Yolcu uçaklarında bulunur, ayakkabı kutusu büyüklüğündeki konteynırlardadır.
Biri ses kaydediciye sahiptir, pilot konuşması ve kokpitteki bütün sesleri kaydeder.
Diğeri ise bilgi kaydedicidir. Uçağın hızı, yüksekliği, yönü, yakıt seviyesi vb. bilgilerini kaydeder.
Kolaylıkla bulunabilsinler diye turuncu renklidir.
Su geçirmez, saatte 500 kilometre hızla yere çarpmaya ve yangına dayanıklıdır.
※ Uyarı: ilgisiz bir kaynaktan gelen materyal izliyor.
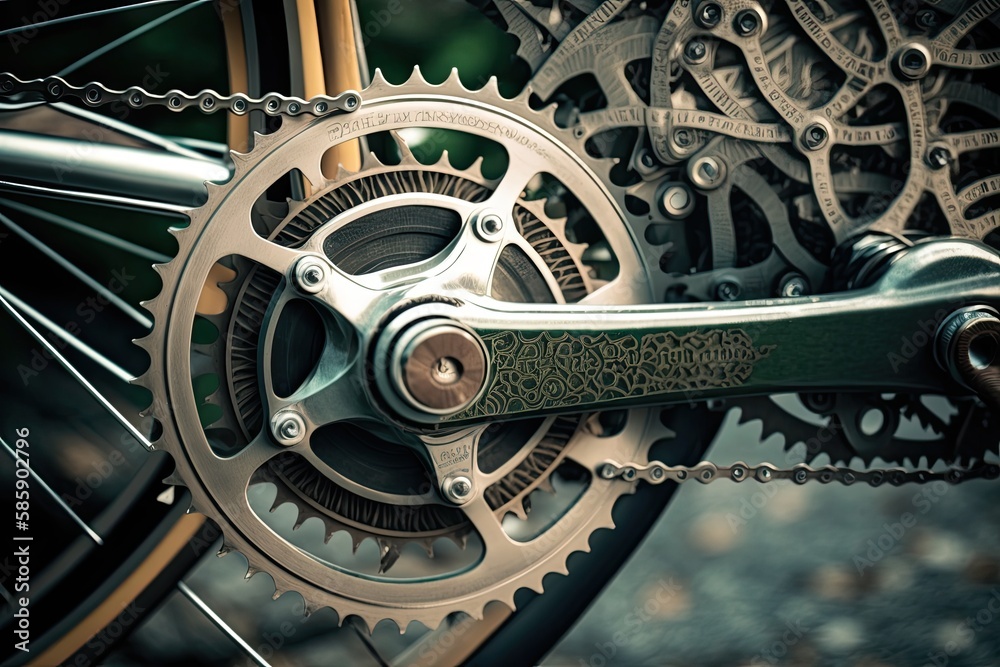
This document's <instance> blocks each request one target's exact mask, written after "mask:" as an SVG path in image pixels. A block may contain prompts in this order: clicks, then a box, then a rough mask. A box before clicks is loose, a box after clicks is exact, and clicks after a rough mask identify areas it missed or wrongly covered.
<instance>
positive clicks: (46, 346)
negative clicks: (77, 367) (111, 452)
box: [0, 295, 153, 451]
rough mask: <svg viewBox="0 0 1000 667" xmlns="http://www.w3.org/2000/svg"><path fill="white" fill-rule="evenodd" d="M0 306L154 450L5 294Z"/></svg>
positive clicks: (113, 413) (97, 399)
mask: <svg viewBox="0 0 1000 667" xmlns="http://www.w3.org/2000/svg"><path fill="white" fill-rule="evenodd" d="M0 306H3V307H4V309H6V310H7V312H8V313H10V314H11V316H12V317H13V318H14V319H15V320H17V322H18V324H20V325H21V326H22V327H23V328H24V330H25V331H27V332H28V333H29V334H31V336H32V338H34V339H35V340H37V341H38V342H39V343H41V345H42V347H44V348H45V351H46V352H48V353H49V354H50V355H52V358H53V359H55V360H56V361H57V362H59V365H60V366H62V367H63V368H65V369H66V371H67V372H68V373H69V374H70V375H72V376H73V378H74V379H75V380H76V381H77V382H79V383H80V385H81V386H82V387H83V388H84V389H86V390H87V393H89V394H90V395H91V396H93V397H94V399H95V400H96V401H97V402H98V403H99V404H100V405H101V406H102V407H103V408H104V409H105V410H107V411H108V413H109V414H110V415H111V416H112V417H114V418H115V420H116V421H117V422H118V423H119V424H121V425H122V427H123V428H124V429H125V430H126V431H128V432H129V435H131V436H132V437H133V438H135V439H136V440H137V441H138V442H139V443H140V444H142V446H143V447H145V448H146V449H148V450H150V451H152V449H153V446H152V445H151V444H150V442H149V440H148V439H147V438H146V436H144V435H143V434H142V433H140V432H139V429H137V428H136V427H135V426H134V425H133V424H132V422H130V421H129V420H128V419H126V418H125V416H124V415H123V414H122V413H121V412H119V411H118V408H116V407H115V406H114V405H112V403H111V401H109V400H108V399H107V398H106V397H105V396H104V394H102V393H101V392H100V391H99V390H98V389H97V388H96V387H95V386H94V385H93V384H91V383H90V381H89V380H87V378H85V377H84V376H83V373H81V372H80V371H79V370H78V369H77V368H76V366H74V365H73V364H71V363H70V362H69V360H68V359H67V358H66V357H64V356H63V355H62V353H61V352H59V350H57V349H56V347H55V345H53V344H52V343H51V342H50V341H49V339H47V338H46V337H45V336H43V335H42V334H41V332H39V331H38V329H36V328H35V327H33V326H32V325H31V323H30V322H28V321H27V320H26V319H24V316H23V315H21V313H20V312H19V311H18V310H17V309H16V308H14V306H13V305H11V303H10V302H9V301H7V299H6V298H5V297H4V296H2V295H0Z"/></svg>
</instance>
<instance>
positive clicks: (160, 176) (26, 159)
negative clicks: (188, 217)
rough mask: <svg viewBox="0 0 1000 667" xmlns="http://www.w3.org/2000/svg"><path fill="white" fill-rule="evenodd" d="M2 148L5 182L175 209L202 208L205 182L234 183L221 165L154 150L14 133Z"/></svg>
mask: <svg viewBox="0 0 1000 667" xmlns="http://www.w3.org/2000/svg"><path fill="white" fill-rule="evenodd" d="M0 146H2V147H3V152H4V161H3V163H0V178H8V179H14V180H16V181H17V182H34V183H39V184H41V185H43V186H54V187H72V188H76V187H78V188H82V189H85V190H89V191H96V192H101V193H108V194H111V195H114V196H118V195H119V193H125V194H127V195H129V196H132V197H144V198H149V199H152V200H154V201H161V202H169V203H173V204H186V205H189V206H197V205H200V204H202V203H204V200H205V198H206V197H207V191H206V189H205V182H206V181H216V182H222V181H226V180H228V179H229V177H230V172H229V167H228V166H226V165H225V164H224V163H223V162H222V161H216V160H208V159H205V158H199V159H197V160H195V159H192V158H189V157H186V156H182V155H175V154H173V153H170V152H167V151H163V150H158V149H152V148H136V147H132V146H117V145H113V144H94V143H89V142H87V141H83V140H79V139H67V138H65V137H53V136H42V135H38V134H30V133H26V132H13V131H3V132H0Z"/></svg>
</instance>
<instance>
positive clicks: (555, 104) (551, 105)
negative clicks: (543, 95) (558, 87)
mask: <svg viewBox="0 0 1000 667" xmlns="http://www.w3.org/2000/svg"><path fill="white" fill-rule="evenodd" d="M558 111H559V105H558V104H556V103H555V102H553V103H552V104H549V105H546V106H544V107H542V108H541V109H540V110H539V111H538V113H540V114H542V115H543V116H544V117H545V119H546V120H548V121H549V122H550V123H552V124H553V125H555V124H556V113H557V112H558ZM574 136H575V135H574Z"/></svg>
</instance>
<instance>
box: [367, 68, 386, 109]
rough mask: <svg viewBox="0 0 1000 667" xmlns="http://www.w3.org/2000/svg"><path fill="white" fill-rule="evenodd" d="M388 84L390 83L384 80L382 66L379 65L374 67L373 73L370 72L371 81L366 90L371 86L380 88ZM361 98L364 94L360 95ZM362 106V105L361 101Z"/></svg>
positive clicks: (368, 89) (383, 86) (375, 87)
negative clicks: (366, 89) (362, 94)
mask: <svg viewBox="0 0 1000 667" xmlns="http://www.w3.org/2000/svg"><path fill="white" fill-rule="evenodd" d="M388 85H390V84H389V82H388V81H386V79H385V75H384V74H382V68H381V67H376V68H375V73H374V74H372V81H371V84H370V85H369V86H368V90H369V91H370V90H372V89H373V88H382V87H385V86H388ZM366 92H367V91H366ZM362 99H364V95H362ZM362 106H363V102H362Z"/></svg>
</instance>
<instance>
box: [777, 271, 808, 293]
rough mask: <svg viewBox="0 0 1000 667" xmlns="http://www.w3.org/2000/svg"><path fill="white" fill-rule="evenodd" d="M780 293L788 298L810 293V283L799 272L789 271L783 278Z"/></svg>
mask: <svg viewBox="0 0 1000 667" xmlns="http://www.w3.org/2000/svg"><path fill="white" fill-rule="evenodd" d="M778 293H779V294H780V295H781V296H782V297H784V298H786V299H794V298H795V297H799V296H804V295H806V294H808V293H809V283H808V282H806V279H805V278H804V277H803V276H801V275H799V274H798V273H789V274H788V275H786V276H785V277H784V278H782V279H781V285H780V286H779V287H778Z"/></svg>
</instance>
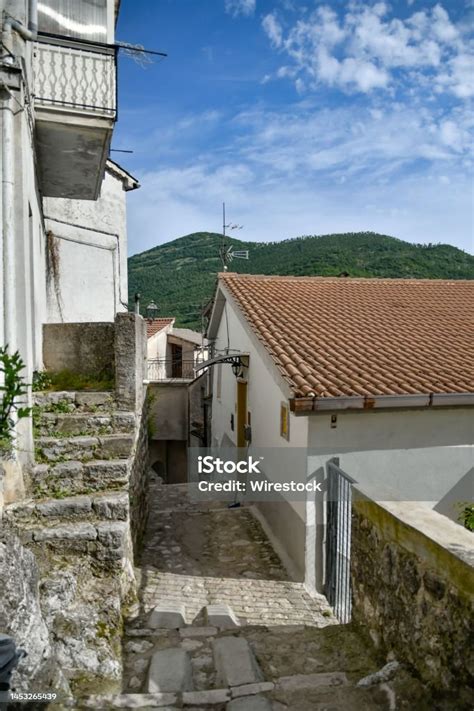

Birçok kara kutu, uçağın çarpma anında çarpmadan en son etkilenen bölümü olduğu için kuyruk bölümüne monte edilir.
Anlaşılacağı üzere, bu kara kutu meselesine takıldım.
Uçakların kara kutusu tamam da, insanların kara kutusunu nasıl anlayacağız?
Renkleri yok, hangi bölümde duracaklarının kesin bir tanımı da yok.
Düşüp çarpma anında ne yapacaklarına göre karar vereceğiz o halde.
Ancak insanın kara kutusu, zannımca tehlikeli de olabilir.
Açılınca içinden ne çıkacağı bilinmez.
O yüzden dikkat etmeli… Kara kutu kayıtta olabilir.
Durumun dezavantajlı tarafı, açılınca zarar göreceğinden korkanların ona sıkı sıkıya bağlı kalmak zorunda olması zannımca.

Havalı fişekler
Kış dönemi o kadar değil tabii.
Ama yazın!
İnsanların içindeki çılgın eğlence isteğinden midir bilmem?
Herkes, aklına, kafasına göre atmak istiyor.
Sokak arası, gece yarısı, seyir terası, apartman balkonu fark etmiyor.
Kent merkezli kutlamalar başta olmak üzere, aklına gelen, geldiği gibi, uzun süreli, kalitelisi, kalitesizi atılıyor.
Atmosfere, canlılara verdiği zarar bir yana, insan ruhunda açtığı yara da cabası.
Seyirlik keyif olmaktan çıkıp eziyete dönüşüyor.
Kim? Ne yapacak? Nasıl önlenecek bu havalı fişek terörü?
Saat 24.00’den sonra yasaklanması kadar, her yerde, herkesçe atılması da yasaklanmalı.
Üretim aşamasından itibaren de denetlenmeli.
Kuşlar başta olmak üzere atmosfere verdiği zarar ölçülmeli.
Aksi halde üç-beş dakikalık keyif için geleceğimize bu denli zarar verilmesinin açıklanır tarafı olamaz.